If you’re using any other social network or would like a more customized social media posting strategy, use the following questions to develop one:

  • Should I Post New Content Daily? Daily content is perfect for websites or companies that deal with news, sports or lifestyle. You may have to post multiple times daily to ensure that your content remains fresh. On the other hand, a blog or social media profile on education or travel may not require more than a few updates every week. That way, you can plan your new content while promoting older posts in between.
  • What’s My Competitor’s Strategy? Take a look at what the competition is up to, especially if the number of their followers or readership is higher. Notice how often your competitors post and what type of posts they usually publish.
  • Will My SEO Strategy Improve? Posting regularly does have some SEO benefits.

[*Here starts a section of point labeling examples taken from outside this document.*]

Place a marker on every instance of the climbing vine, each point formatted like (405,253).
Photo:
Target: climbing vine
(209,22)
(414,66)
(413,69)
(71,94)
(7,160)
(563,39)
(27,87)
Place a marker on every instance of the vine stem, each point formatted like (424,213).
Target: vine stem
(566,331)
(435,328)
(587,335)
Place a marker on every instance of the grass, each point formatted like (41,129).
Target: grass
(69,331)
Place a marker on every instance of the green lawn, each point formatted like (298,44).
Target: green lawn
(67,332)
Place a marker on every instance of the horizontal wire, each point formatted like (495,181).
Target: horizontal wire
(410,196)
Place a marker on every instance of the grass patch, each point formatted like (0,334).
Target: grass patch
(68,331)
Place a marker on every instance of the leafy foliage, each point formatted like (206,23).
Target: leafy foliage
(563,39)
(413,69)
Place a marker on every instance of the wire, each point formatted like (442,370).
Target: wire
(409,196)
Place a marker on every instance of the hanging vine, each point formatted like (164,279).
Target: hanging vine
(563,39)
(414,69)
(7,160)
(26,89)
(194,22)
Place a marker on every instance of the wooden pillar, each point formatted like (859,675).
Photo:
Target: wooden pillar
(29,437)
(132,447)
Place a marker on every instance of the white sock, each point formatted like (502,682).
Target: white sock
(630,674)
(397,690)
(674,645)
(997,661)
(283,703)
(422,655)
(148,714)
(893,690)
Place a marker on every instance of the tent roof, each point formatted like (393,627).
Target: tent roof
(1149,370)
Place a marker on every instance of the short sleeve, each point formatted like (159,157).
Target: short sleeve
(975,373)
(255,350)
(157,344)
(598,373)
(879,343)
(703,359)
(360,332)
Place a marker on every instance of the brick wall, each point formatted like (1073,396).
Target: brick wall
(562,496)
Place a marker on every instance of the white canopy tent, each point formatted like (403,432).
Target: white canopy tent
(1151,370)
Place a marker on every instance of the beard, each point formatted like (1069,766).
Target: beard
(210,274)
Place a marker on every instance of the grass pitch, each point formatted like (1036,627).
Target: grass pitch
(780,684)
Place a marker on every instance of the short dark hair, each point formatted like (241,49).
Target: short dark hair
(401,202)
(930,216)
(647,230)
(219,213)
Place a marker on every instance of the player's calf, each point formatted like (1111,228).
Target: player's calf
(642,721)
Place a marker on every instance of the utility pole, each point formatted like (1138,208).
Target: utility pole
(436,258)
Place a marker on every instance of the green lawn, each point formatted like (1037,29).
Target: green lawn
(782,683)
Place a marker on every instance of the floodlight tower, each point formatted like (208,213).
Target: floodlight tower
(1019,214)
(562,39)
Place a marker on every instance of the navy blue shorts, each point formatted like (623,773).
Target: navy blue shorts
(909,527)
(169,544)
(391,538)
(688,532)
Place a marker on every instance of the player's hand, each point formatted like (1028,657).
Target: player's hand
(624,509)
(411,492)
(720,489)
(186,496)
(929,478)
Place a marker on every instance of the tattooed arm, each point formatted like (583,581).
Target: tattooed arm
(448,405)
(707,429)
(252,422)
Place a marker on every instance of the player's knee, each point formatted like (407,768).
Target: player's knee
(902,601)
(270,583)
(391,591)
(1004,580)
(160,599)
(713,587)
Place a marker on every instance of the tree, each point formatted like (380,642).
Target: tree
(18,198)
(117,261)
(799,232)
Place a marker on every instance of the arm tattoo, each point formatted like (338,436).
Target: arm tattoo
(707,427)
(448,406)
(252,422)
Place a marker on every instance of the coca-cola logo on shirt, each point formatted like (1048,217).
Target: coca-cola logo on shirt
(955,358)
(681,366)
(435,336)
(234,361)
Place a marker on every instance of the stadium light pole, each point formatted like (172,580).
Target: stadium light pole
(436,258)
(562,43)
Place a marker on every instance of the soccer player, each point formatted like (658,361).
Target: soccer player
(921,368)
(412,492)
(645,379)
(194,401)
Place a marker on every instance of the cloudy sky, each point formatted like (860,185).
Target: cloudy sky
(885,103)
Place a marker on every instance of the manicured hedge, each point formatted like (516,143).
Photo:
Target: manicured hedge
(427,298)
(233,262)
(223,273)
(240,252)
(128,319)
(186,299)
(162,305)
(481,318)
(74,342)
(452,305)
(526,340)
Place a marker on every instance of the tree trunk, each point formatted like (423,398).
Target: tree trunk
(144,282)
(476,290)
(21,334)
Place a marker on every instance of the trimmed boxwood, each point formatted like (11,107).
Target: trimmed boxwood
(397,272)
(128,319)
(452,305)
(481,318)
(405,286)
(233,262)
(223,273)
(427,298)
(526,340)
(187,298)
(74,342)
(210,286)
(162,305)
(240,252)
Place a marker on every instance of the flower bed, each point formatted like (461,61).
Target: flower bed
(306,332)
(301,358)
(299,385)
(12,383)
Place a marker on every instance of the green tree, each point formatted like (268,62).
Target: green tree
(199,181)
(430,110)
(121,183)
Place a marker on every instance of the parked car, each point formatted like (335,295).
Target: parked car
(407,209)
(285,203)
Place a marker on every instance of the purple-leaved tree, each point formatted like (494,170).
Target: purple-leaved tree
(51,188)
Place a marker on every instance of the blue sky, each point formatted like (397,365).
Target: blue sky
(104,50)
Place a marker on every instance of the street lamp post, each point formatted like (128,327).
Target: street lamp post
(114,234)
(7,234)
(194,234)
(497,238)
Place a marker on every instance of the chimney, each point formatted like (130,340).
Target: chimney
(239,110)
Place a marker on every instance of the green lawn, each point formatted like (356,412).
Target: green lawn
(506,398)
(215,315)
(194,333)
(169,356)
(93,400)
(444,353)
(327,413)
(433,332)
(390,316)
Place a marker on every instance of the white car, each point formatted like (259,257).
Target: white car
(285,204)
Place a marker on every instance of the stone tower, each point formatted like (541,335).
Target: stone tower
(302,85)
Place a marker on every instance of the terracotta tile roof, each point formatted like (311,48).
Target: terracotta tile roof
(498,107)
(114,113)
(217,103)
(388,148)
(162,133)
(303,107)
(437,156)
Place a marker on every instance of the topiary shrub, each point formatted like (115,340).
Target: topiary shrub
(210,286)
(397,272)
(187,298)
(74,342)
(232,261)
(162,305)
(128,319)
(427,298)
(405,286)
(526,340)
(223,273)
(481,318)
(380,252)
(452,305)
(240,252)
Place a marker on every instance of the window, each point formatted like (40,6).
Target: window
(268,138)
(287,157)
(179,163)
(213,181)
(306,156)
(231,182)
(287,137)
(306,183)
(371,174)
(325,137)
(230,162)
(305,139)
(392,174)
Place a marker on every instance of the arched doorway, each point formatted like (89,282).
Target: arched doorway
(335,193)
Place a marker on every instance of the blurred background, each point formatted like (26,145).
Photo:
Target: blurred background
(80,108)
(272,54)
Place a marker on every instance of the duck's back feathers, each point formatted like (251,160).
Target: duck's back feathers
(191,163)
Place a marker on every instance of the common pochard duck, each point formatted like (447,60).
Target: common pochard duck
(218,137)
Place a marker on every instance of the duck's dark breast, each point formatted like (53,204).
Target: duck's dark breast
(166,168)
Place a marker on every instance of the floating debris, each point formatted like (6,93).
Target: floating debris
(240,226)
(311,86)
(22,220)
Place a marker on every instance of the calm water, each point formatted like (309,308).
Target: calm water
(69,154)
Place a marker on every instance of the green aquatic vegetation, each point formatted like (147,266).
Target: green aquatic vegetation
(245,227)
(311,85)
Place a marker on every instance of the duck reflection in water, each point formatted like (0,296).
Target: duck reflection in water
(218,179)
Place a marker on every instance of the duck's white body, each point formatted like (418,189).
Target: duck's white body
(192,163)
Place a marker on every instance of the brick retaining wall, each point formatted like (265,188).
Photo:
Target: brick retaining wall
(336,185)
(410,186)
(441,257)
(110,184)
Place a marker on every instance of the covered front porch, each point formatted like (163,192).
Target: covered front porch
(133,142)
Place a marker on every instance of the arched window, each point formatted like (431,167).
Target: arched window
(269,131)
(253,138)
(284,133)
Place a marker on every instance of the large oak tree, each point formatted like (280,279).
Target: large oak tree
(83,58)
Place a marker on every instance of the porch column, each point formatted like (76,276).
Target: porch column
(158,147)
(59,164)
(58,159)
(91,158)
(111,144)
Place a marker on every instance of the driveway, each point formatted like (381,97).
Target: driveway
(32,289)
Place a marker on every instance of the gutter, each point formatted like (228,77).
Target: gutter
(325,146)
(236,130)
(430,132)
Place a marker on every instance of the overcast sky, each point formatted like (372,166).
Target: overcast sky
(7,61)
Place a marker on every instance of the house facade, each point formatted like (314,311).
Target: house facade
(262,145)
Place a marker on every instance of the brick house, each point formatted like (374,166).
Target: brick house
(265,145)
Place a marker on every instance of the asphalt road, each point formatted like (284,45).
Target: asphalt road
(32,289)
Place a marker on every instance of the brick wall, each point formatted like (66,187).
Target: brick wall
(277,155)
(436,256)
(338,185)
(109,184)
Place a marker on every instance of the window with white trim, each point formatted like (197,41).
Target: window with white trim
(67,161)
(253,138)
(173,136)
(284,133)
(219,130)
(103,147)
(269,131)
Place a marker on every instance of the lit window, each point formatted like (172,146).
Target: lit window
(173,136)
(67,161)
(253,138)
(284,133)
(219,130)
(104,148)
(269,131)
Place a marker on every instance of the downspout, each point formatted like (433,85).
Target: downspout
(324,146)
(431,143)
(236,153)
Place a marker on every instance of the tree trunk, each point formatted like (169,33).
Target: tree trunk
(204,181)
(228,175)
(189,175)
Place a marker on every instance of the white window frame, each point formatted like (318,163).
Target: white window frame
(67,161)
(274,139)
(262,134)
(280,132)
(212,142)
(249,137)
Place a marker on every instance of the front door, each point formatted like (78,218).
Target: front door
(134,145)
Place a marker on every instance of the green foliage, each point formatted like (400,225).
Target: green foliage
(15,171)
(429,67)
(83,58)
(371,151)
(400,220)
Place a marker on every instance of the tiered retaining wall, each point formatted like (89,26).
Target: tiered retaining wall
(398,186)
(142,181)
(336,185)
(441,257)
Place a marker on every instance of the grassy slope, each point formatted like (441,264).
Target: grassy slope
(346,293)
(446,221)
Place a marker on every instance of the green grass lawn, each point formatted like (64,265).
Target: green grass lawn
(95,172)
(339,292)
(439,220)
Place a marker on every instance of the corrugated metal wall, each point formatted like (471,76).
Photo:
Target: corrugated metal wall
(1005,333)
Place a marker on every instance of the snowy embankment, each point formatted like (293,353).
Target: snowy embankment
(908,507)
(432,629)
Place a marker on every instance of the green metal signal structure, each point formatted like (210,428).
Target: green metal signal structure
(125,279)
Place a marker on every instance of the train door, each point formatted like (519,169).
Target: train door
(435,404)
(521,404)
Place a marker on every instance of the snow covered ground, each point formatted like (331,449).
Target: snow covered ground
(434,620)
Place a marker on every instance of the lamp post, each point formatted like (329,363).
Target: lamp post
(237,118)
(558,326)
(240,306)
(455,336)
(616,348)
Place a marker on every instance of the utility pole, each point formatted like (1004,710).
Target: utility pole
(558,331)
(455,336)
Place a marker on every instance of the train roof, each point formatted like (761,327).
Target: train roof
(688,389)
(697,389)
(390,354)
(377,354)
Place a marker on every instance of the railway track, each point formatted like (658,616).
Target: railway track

Not only do search engines get to index your site, but you gain more exposure in the process, ensuring the loyalty of your readers while adding more links naturally to promote your website.
  • Are You Giving Your Readers Time to Respond? Assuming that you post between 1pm – 4pm, which is the best time on Facebook according to SurePayroll and Ghergich, you need to allow your followers a little extra time to find your post, read it and then respond to your message. What marketers seem to forget is the importance of interacting with potential and existing clients. So give them time to reply to your posts.
  • Are Your Users Generating Content As Well? If your followers/readers/fans are generating content in the form of comments, answers or reviews, you don’t have to post so often. By responding to their comments, your profile will appear active and your potential and existing clients will feel important.
  • What Do Analytics Indicate? Every social media platform has its own analytics tools, which you should use to assess users’ response after a certain amount of tweets or posts. For example, by observing how many tweets it takes before user interaction decreases, you can determine the best time for your posts and how many you can afford to publish before followers lose interest.

Finally, one last bit of advice before you return to your daily schedule is: be open to experimenting. There’s no strict formula for posting on social media, so continue testing, iterating and improving until you find a strategy that works for you.